GOA: The cable TV industry, which had earlier expressed disappointment over the government’s decision to postpone cable TV digitisation in phase III and IV, now believes that delay in digitisation is good if the industry, after getting a breathing space, fixes various issues, which it witnessed in the phase I and II.

 

The extension would not strain the financial health of the industry as the need of the hour is to see digitisation on track after the timeline shift and create value and increase the Average Revenue Per User (ARPUs).

 

Some experts feel that the additional inventory carrying costs and investments in infrastructure that the industry is incurring now, would impact their topline and thus have a brunt on the bottomline.

 

Also, with the stable government now at the centre led by NDA, media companies can raise capital and the industry is quite bullish about the valuation benchmark.

 

The government had previously set a target of digitising the cable TV services in the entire country by December 2014. Information and Broadcasting Ministry recently issued a notification as per which the deadline for the areas which came in phase III was extended from 30 September  2014 to 31 December 2015 and phase IV for December 2016.

 

“Delay is never good. But, if one implements the learning from the first two phases, it may have a positive impact. Phase I and II haven’t so far reaped any fruits with zero value creation. The players are still fixing billing and other issues,” says HSBC Analyst Telecom associate director Rajiv Sharma, during a panel discussion on ‘Ecosystem Economics of the Future’ in Goa at IDOS 2014.

 

According to Exponentia Capital principal Neeraj Bhatia, the delay is a welcome development. “It was required considering the ground reality. The earlier deadline was impractical,” he adds.

 

“The earlier phases involved capital expenditure as more revenues were flowing through the system. MSOs were collecting less and paying more, as a result of which they saw no net benefit. So we started to question the business model and whether digitisation had anything for MSOs,” opines Bhatia.

 

“We are not ready for phase III and IV,” he informs.

 

The delay has given a breathing space to the MSOs to figure out the next step. “One needs to take a stand on various economic issues. This includes gross billing among others which impact people,” says Axis Bank group head strategic corporate group Salil Pitale.

 

Citing reasons for the problems faced in other phases, Sharma informs that the cable industry is a fragmented one with just six big MSOs, around 6,000 other MSOs and 70,000 LCOs.

 

According to the experts, value creation comes from customer ownership and thus investors will continue to invest.

 

The rollout of the next two phases, after the delay will be smoother as it could bring some consensus amongst stakeholders.
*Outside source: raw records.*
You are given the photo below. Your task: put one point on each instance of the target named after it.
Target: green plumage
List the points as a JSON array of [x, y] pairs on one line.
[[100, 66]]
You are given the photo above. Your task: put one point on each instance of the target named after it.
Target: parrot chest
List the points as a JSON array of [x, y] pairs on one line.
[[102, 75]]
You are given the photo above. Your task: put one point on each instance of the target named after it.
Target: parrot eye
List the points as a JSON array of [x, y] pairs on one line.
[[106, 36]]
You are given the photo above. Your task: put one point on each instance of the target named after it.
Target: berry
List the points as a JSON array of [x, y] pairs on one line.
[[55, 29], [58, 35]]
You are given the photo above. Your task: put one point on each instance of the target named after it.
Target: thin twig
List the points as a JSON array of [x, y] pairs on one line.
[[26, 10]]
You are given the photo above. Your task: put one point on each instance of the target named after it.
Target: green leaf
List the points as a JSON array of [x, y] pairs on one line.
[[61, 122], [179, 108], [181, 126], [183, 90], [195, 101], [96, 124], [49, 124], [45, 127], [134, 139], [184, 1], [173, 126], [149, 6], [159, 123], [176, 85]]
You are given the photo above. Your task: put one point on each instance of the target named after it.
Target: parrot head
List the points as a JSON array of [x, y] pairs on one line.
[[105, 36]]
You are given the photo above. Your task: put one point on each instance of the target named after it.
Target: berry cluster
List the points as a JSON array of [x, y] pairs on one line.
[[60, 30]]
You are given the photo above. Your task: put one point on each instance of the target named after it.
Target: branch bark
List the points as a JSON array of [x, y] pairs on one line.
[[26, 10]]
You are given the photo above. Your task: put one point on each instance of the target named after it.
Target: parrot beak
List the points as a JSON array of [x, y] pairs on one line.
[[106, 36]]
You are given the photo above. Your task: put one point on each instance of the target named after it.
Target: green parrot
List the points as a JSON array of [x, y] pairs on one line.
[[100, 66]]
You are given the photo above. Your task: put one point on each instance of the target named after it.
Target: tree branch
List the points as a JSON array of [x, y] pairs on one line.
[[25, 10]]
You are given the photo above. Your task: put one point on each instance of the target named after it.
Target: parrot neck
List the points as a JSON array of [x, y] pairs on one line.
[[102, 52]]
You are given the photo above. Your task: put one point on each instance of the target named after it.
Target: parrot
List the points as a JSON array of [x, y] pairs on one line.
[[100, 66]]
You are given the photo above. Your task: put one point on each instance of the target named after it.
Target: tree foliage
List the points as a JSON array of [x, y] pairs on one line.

In phase III and IV, the stakeholders should ensure that revenue comes from day one and not after two years, opines Sharma.

 

“While there was a tug of war between the MSOs and LCOs in the earlier two phases that need not be the case going forward. Both need to look forward and pool money,” says Bhatia.

 

The extension has also thrown an opportunity for MSOs to opt for voluntary digitisation, feel the experts.

 

There are a few financial investors who are getting excited about the growth story that digitisation proposes. “Delay is good as it also allows the MSOs and LCOs to resolve the billing issue,” explains Bhatia.

 

There are mixed opinions on the extension of digitisation deadline. The big question now is: ‘Can the cable TV industry fix the issues in the next one year by executing the lessons learnt?’